In 1324 Sir Walter Malefant held only half a knight’s fee from the Earl of Pembroke, and this is recorded at neighbouring Nash rather than Upton, though the lands in question may have been the same. One factor in the relatively late building of the present castle may simply have been financial – it could well have cost more money (and a monetary economy was coming in by then) than the estate alone could generate. That there was some money in the family from time to time is indicated by Sir Henry Malefant being one of three commissioners appointed to raise funds to buy a truce from Owen Glendower in 1405, but the sources of wealth may lie elsewhere, either from lands, marriage or (later on) trade.
If they couldn’t afford a stone castle until the early 1300s – and Edward I was certainly building many castles in Wales on borrowed money around the time of the death of the last Welsh Prince of Wales in 1282 - this begs the question of where the lords of the estate lived before then, and how they protected the inhabitants from the regular Welsh revolts against the Norman presence. The Time Team have determined that the chapel was built around 1200, and Upton is not a Welsh name, so we have a picture of Normans moving northwards from Pembroke though the history of Pembrokeshire suggests it was by no means a steady expansion.
The Time Team found the walls of the present castle kitchen to be medievally thick, and have postulated a rectangular-plan castle with a courtyard at the rear. A late 18th century print of the castle shows a mound of earth around it that has been subsequently levelled in Victorian times, as shown by the discovery in the courtyard area of 19th century levels below soil containing earlier finds! If there was something like a motte and bailey castle on the site before the stone building, a fortified settlement of earth and wood, the Victorian landscaping has hidden all signs of it.
The Normans first supported Pembrokeshire by sea – the first recorded Sheriff was also Sheriff of Devon – and it is notable that most early castles are along the shore line. Not only is there a stream past the castle which indicates a necessary local source of water for occupation, but the estate backs onto Milford Haven. It’s a pity that the Time Team didn’t comment on the masonry building down near the water, though it may not be medieval.

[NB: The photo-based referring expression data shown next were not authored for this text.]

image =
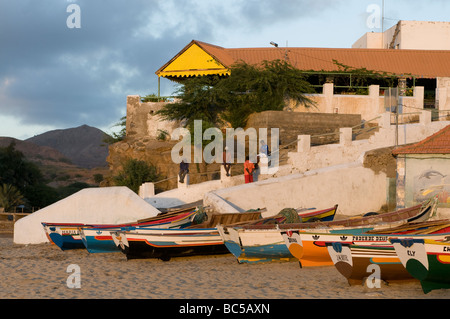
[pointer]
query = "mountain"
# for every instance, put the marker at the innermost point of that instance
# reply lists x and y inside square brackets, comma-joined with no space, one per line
[34,152]
[82,145]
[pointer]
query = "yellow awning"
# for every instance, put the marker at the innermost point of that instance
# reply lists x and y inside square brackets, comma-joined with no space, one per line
[194,61]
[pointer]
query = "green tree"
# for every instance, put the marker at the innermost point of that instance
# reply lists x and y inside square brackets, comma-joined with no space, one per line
[10,197]
[135,173]
[198,100]
[249,89]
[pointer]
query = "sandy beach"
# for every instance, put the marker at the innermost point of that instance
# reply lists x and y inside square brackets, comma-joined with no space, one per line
[40,272]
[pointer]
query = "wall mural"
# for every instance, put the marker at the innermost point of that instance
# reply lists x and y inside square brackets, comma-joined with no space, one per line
[432,183]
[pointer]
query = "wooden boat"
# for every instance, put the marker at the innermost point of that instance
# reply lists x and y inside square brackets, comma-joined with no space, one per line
[69,235]
[167,243]
[356,261]
[253,246]
[257,243]
[426,260]
[311,249]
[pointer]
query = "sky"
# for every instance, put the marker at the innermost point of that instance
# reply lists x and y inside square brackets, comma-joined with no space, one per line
[66,63]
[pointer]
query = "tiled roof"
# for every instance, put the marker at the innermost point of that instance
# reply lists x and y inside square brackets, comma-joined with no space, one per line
[438,143]
[418,63]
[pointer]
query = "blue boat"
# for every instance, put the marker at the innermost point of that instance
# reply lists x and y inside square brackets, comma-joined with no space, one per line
[253,245]
[79,236]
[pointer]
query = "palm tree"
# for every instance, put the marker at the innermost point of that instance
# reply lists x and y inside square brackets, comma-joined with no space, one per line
[10,196]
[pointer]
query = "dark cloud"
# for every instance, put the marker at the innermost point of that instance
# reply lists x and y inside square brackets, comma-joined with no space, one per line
[53,75]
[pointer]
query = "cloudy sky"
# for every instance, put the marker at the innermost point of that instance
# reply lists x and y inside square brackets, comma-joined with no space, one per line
[59,69]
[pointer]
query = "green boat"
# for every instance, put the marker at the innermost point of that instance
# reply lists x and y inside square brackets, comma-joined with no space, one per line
[426,260]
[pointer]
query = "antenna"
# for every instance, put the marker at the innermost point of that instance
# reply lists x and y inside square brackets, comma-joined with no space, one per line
[382,23]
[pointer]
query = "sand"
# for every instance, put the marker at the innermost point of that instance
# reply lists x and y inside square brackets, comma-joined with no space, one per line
[40,272]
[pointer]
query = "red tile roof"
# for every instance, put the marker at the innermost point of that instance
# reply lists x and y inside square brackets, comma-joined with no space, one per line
[418,63]
[438,143]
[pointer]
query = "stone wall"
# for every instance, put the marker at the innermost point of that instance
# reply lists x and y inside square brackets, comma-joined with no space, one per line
[291,124]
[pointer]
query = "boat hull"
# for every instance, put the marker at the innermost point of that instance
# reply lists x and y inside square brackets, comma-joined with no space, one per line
[426,260]
[167,243]
[264,245]
[79,236]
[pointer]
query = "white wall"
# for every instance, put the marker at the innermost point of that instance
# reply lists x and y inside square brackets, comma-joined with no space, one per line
[309,158]
[347,185]
[413,35]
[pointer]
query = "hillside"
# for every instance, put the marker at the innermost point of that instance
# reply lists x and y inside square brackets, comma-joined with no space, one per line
[82,145]
[66,156]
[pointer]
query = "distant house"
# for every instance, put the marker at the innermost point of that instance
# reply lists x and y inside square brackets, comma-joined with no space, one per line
[336,73]
[423,170]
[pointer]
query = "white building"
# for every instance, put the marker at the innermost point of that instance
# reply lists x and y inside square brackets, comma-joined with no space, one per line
[413,35]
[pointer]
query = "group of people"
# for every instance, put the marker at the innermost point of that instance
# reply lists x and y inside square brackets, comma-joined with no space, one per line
[249,167]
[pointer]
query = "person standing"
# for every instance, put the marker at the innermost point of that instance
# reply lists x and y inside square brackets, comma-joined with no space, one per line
[249,167]
[226,160]
[184,170]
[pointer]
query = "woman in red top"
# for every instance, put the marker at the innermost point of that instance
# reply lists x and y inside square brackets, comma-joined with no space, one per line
[249,167]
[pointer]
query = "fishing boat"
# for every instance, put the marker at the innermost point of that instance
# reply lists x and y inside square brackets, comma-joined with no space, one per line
[251,245]
[76,235]
[98,239]
[258,243]
[311,249]
[167,243]
[426,260]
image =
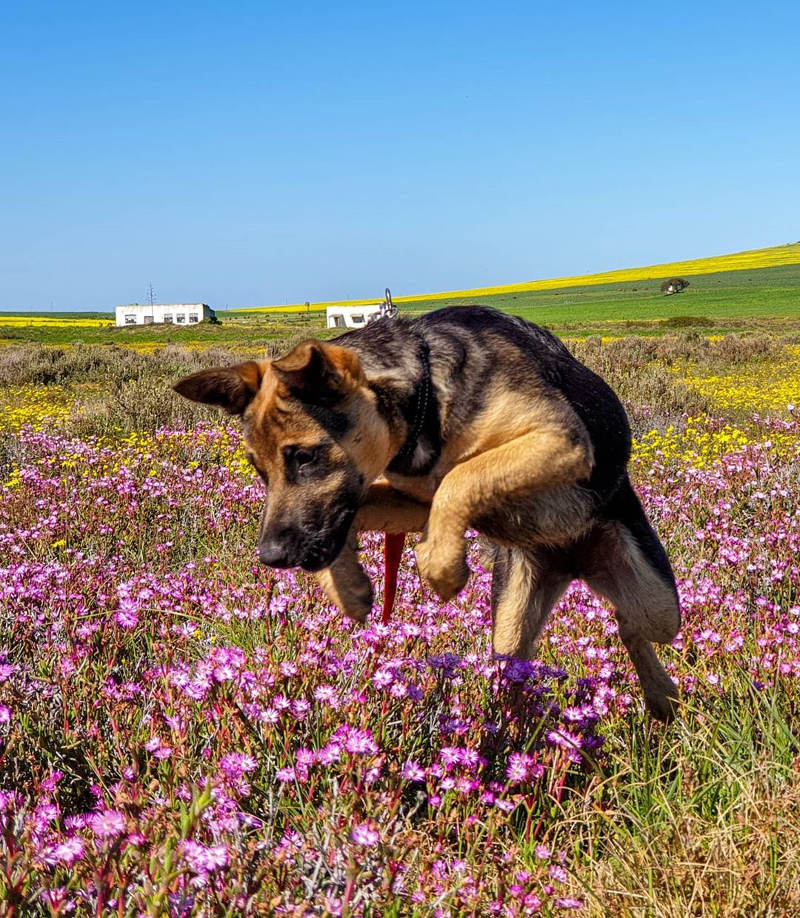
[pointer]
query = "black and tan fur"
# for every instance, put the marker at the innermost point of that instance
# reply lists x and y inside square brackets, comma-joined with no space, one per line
[463,418]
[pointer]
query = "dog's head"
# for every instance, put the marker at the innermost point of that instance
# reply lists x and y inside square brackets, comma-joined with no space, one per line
[314,434]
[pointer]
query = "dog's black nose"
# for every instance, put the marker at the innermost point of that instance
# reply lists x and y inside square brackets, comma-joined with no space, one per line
[273,554]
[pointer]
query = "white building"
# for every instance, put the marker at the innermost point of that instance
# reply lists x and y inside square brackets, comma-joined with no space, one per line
[164,314]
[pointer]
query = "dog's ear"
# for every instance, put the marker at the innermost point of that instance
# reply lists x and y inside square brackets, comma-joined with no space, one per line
[231,388]
[317,372]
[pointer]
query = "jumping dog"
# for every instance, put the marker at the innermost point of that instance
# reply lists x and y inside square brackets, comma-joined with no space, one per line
[463,418]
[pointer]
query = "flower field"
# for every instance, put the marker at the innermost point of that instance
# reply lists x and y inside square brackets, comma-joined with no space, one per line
[184,732]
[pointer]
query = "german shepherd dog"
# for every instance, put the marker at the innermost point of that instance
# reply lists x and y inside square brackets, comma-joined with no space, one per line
[463,418]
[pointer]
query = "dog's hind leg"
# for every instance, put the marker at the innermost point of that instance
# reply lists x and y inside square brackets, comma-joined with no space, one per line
[526,584]
[526,466]
[623,561]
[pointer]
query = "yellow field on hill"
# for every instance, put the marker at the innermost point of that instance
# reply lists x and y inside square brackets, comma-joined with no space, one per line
[51,321]
[739,261]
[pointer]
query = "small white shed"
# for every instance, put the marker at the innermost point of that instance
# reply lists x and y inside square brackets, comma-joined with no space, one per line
[164,314]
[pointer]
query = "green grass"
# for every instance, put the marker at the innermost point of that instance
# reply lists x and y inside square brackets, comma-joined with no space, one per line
[728,301]
[725,298]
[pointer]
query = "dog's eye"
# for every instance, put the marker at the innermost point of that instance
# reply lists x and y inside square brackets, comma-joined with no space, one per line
[261,475]
[305,457]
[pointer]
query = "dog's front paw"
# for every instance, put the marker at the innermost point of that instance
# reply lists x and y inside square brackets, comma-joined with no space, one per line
[346,584]
[443,565]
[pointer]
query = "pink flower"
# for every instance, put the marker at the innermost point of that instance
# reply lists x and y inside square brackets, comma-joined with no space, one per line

Short of further archaeological digs on the site, the early history of Upton may have to be inferred from knowledge of the ways in which the Normans, imported Flemings and Welsh interacted over time, an appreciation of local geography and settlement, and the conflicting tides of invasion and revolt. Trouble for the English crown such as the baronial revolts from the time of Magna Carta onwards meant opportunities for Welsh princes to attempt to reassert control of Pembrokeshire, though the two aristocracies did begin to intermarry from the early 1100s. Henry Owen (Old Pembroke Families 1902) says the castle finally went out of the family through the marriage of Alice Malefant to a local Welsh lord in the mid-15th century.